Long noncoding RNA (LncRNA) Peg13 has been demonstrated to protect against neurological diseases. However, its underlying mechanism in the progression of hypoxic-ischemic brain damage (HIBD) has not been well investigated. The expression of target genes was determined in neonatal mice with HIBD and in mouse hippocampal neurons during oxygen–glucose deprivation (OGD) using quantitative real-time PCR (qRT-PCR) and immunoblotting. Functional assays, including CCK-8 cell viability and apoptotic cell detection using TdT mediated dUTP nick ending labeling (TUNEL) assay were used to examine the neuroprotective role of Peg13 in mouse hippocampal neurons.

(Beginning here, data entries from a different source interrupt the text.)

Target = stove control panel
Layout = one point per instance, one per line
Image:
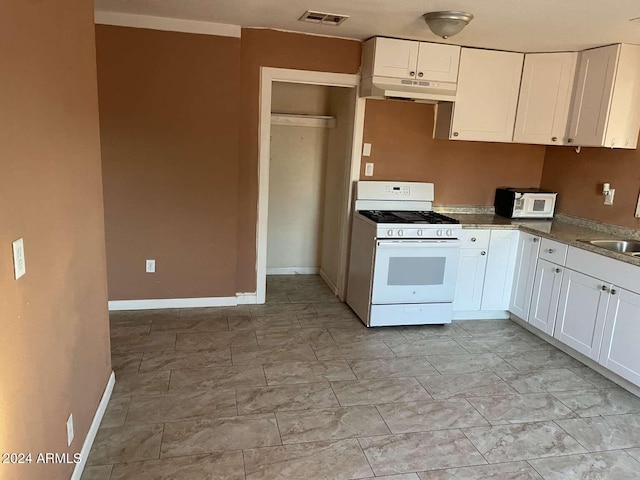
(401, 191)
(418, 233)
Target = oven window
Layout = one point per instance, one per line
(539, 205)
(416, 271)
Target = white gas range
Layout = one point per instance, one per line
(404, 257)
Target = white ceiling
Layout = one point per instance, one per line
(517, 25)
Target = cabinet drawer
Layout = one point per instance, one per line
(475, 238)
(552, 251)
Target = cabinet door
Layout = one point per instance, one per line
(592, 95)
(501, 264)
(470, 280)
(581, 313)
(438, 62)
(528, 247)
(545, 95)
(546, 292)
(488, 85)
(621, 340)
(395, 58)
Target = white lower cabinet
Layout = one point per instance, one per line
(546, 293)
(470, 281)
(471, 269)
(501, 262)
(528, 247)
(582, 311)
(620, 350)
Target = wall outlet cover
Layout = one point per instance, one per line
(368, 169)
(150, 266)
(608, 199)
(19, 265)
(70, 433)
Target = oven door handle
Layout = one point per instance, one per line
(449, 243)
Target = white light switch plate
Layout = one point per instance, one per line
(70, 433)
(19, 266)
(608, 199)
(368, 169)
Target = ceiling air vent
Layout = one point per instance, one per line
(323, 18)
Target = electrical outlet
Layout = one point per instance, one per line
(19, 266)
(608, 198)
(368, 169)
(150, 266)
(70, 429)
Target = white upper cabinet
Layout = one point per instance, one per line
(485, 105)
(545, 98)
(389, 57)
(606, 99)
(438, 62)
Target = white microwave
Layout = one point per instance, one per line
(525, 202)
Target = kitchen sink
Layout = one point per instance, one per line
(631, 247)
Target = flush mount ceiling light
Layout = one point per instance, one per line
(447, 23)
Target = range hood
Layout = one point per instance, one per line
(424, 91)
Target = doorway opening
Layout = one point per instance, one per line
(310, 139)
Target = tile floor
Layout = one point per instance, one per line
(300, 389)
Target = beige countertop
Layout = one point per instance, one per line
(555, 229)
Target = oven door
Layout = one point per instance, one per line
(415, 271)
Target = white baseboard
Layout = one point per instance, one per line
(480, 314)
(328, 281)
(93, 429)
(115, 305)
(293, 271)
(246, 298)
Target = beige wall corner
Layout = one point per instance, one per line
(54, 341)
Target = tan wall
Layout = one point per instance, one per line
(464, 173)
(342, 103)
(169, 124)
(271, 48)
(578, 179)
(54, 337)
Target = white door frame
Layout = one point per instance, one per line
(268, 75)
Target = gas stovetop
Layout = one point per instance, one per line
(409, 218)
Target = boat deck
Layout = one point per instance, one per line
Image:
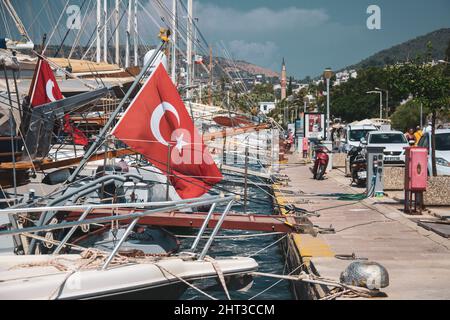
(417, 260)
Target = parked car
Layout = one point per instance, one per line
(442, 151)
(393, 142)
(354, 133)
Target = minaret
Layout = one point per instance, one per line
(283, 81)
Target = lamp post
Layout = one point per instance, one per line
(327, 74)
(305, 102)
(381, 101)
(387, 101)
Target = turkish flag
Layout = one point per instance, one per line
(158, 126)
(45, 89)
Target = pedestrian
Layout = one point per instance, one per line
(418, 134)
(409, 135)
(305, 146)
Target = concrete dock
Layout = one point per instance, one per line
(417, 260)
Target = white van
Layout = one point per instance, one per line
(354, 133)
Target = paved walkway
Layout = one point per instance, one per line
(418, 261)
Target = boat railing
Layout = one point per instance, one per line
(163, 206)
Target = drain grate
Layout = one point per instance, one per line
(441, 228)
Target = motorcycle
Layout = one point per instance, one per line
(358, 166)
(321, 162)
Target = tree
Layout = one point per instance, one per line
(407, 116)
(429, 85)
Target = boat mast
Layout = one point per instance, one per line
(189, 49)
(174, 41)
(105, 32)
(99, 17)
(117, 33)
(17, 21)
(127, 49)
(135, 35)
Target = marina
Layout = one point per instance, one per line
(139, 167)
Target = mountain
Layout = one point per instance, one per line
(408, 50)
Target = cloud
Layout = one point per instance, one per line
(220, 20)
(260, 53)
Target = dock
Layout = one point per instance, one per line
(417, 260)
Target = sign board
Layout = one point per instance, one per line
(314, 125)
(291, 127)
(299, 127)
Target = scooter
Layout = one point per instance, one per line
(321, 162)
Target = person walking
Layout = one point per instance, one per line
(418, 134)
(409, 135)
(305, 145)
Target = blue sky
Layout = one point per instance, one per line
(312, 35)
(309, 34)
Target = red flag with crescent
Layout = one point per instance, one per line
(158, 126)
(45, 89)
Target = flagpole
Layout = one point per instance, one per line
(99, 13)
(99, 139)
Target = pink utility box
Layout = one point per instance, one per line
(416, 175)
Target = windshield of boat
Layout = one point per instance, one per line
(443, 141)
(356, 135)
(387, 138)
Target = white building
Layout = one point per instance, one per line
(266, 107)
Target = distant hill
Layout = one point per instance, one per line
(408, 50)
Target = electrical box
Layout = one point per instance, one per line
(416, 162)
(375, 170)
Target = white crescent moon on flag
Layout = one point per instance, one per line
(156, 119)
(49, 90)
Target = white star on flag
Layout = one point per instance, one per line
(180, 143)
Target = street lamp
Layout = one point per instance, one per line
(327, 74)
(387, 101)
(381, 101)
(305, 102)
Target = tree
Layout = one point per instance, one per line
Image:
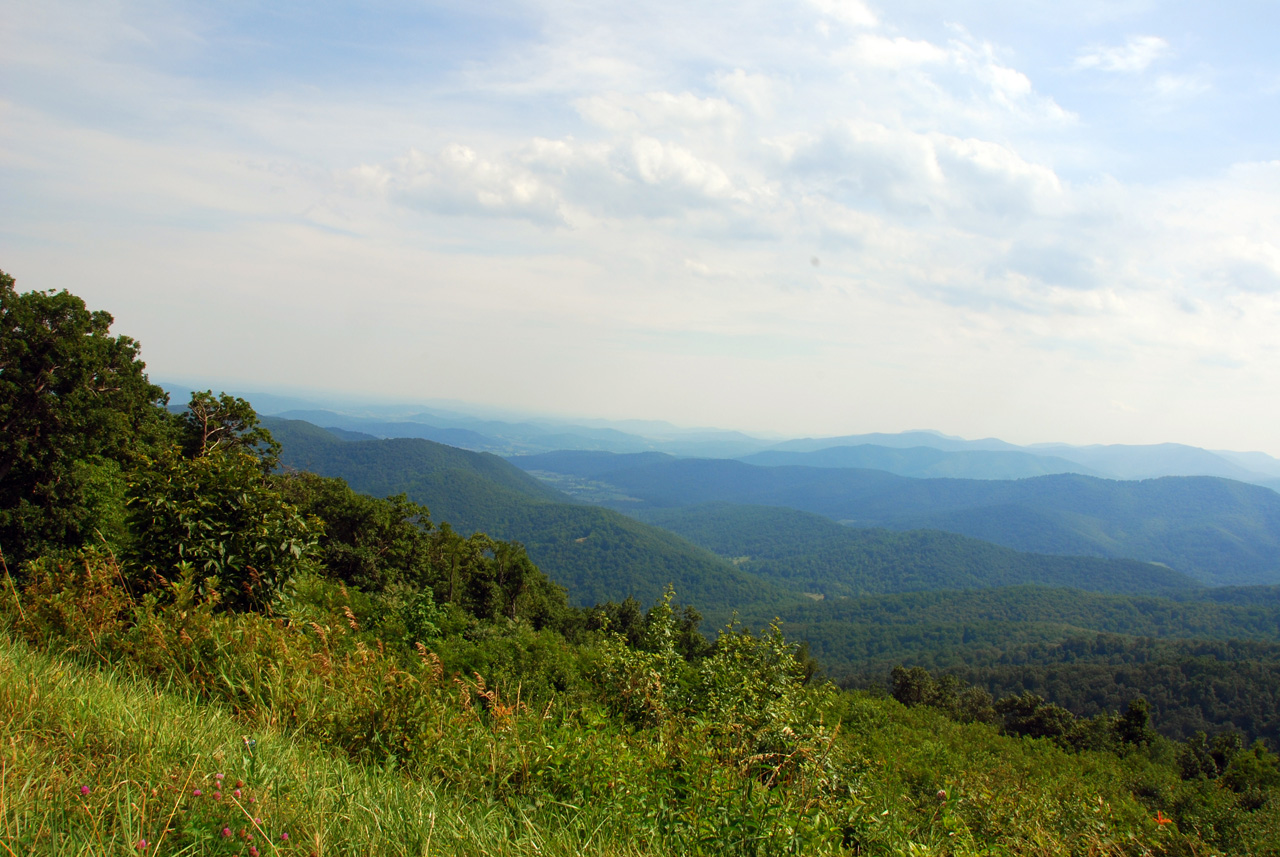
(76, 409)
(218, 518)
(224, 422)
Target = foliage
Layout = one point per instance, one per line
(74, 409)
(1215, 530)
(220, 519)
(219, 424)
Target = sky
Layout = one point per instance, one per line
(1033, 220)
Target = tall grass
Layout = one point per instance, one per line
(142, 754)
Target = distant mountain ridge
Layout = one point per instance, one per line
(598, 554)
(508, 434)
(1219, 531)
(816, 554)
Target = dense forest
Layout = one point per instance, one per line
(1219, 531)
(202, 651)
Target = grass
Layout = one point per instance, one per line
(144, 752)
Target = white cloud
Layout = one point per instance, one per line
(638, 195)
(457, 180)
(1136, 55)
(895, 53)
(854, 13)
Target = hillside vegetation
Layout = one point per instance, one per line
(1217, 531)
(597, 553)
(804, 550)
(204, 655)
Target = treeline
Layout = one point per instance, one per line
(172, 555)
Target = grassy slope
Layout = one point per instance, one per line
(144, 751)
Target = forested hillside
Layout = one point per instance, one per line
(202, 652)
(1217, 531)
(816, 554)
(597, 553)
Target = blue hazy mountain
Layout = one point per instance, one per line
(1219, 531)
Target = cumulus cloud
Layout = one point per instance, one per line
(854, 13)
(458, 180)
(895, 53)
(1136, 55)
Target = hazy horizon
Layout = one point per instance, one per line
(1020, 220)
(405, 408)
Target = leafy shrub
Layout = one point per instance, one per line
(218, 517)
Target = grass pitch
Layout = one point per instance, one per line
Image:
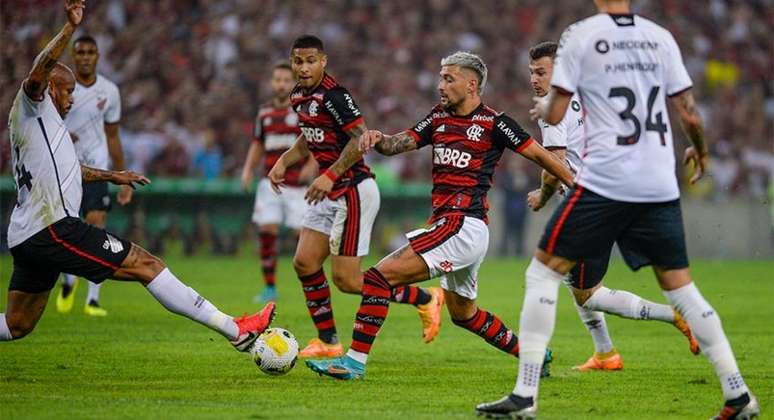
(143, 362)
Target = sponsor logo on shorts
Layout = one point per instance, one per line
(114, 245)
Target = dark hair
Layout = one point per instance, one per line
(307, 41)
(284, 65)
(85, 38)
(544, 49)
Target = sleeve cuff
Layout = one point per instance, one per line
(351, 124)
(524, 145)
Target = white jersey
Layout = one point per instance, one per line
(45, 166)
(623, 67)
(93, 106)
(568, 134)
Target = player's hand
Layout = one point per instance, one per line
(124, 195)
(368, 140)
(74, 9)
(129, 178)
(540, 108)
(535, 199)
(319, 189)
(277, 176)
(247, 180)
(700, 163)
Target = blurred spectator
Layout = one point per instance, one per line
(187, 66)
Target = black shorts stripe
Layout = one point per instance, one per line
(350, 235)
(427, 241)
(53, 160)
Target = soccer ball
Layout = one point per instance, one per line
(275, 351)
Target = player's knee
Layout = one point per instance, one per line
(304, 266)
(149, 266)
(461, 309)
(347, 281)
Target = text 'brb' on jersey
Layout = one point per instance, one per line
(45, 167)
(325, 114)
(466, 151)
(623, 67)
(277, 129)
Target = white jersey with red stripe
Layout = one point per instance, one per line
(93, 107)
(45, 166)
(568, 134)
(623, 67)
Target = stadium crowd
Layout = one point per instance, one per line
(192, 72)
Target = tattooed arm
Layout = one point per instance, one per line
(323, 184)
(89, 174)
(694, 128)
(351, 153)
(36, 81)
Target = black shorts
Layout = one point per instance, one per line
(95, 197)
(69, 246)
(589, 272)
(585, 226)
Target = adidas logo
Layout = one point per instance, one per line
(114, 245)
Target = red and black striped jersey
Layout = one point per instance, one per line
(277, 129)
(466, 151)
(325, 114)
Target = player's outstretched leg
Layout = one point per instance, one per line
(683, 294)
(178, 298)
(466, 314)
(23, 312)
(268, 249)
(429, 302)
(311, 252)
(401, 267)
(66, 296)
(605, 356)
(628, 305)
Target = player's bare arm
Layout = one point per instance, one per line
(387, 144)
(44, 63)
(549, 184)
(117, 157)
(698, 155)
(254, 154)
(291, 156)
(552, 107)
(549, 162)
(323, 184)
(129, 178)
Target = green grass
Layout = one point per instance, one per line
(142, 362)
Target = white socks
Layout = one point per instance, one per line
(595, 323)
(706, 327)
(536, 325)
(183, 300)
(628, 305)
(93, 292)
(5, 333)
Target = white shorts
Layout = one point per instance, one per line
(453, 248)
(270, 206)
(348, 220)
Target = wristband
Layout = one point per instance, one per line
(330, 175)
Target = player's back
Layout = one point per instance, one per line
(93, 106)
(46, 169)
(623, 67)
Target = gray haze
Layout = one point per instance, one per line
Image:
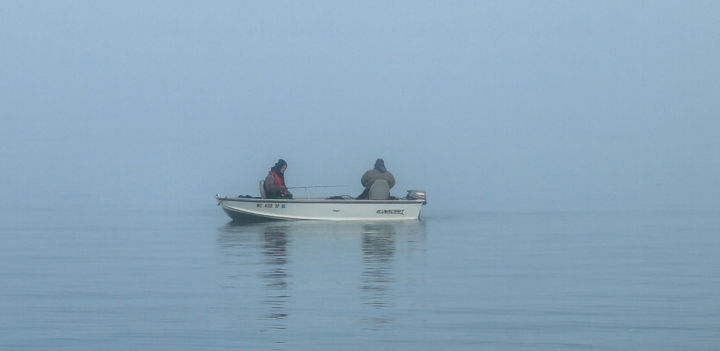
(507, 105)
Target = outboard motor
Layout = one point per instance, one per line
(416, 195)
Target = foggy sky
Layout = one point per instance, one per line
(507, 105)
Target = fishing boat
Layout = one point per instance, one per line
(382, 207)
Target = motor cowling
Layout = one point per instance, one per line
(417, 195)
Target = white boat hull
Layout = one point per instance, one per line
(248, 209)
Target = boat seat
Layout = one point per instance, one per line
(380, 190)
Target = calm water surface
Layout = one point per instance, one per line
(189, 280)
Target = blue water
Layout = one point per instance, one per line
(189, 280)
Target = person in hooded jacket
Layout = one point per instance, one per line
(275, 187)
(378, 172)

Luciferase assays were performed to determine the regulatory mechanism of Peg13 in OGD-induced neuronal apoptosis. Peg13 was reduced in HIBD mice and OGD-treated mouse hippocampal neurons. Altered Peg13 expression relieved OGD-induced neuronal apoptosis. Mechanistically, Peg13 may serve as a sponge for miR-20a-5p to increase the expression of X chromosome-linked inhibitor of apoptosis (XIAP), a downstream target of miR-20a-5p. Our study showed that Peg13 fulfilled its anti-apoptotic function in neurons through suppressing XIAP expression by sponging miR-20a-5p. Together, Peg13 binds to miR-20a-5p to upregulate XIAP and alleviate HIBD in neonatal mice. The Peg13/miR-20a-5p/XIAP competing endogenous RNA (ceRNA) axis could be a potential therapeutic target for HIBD.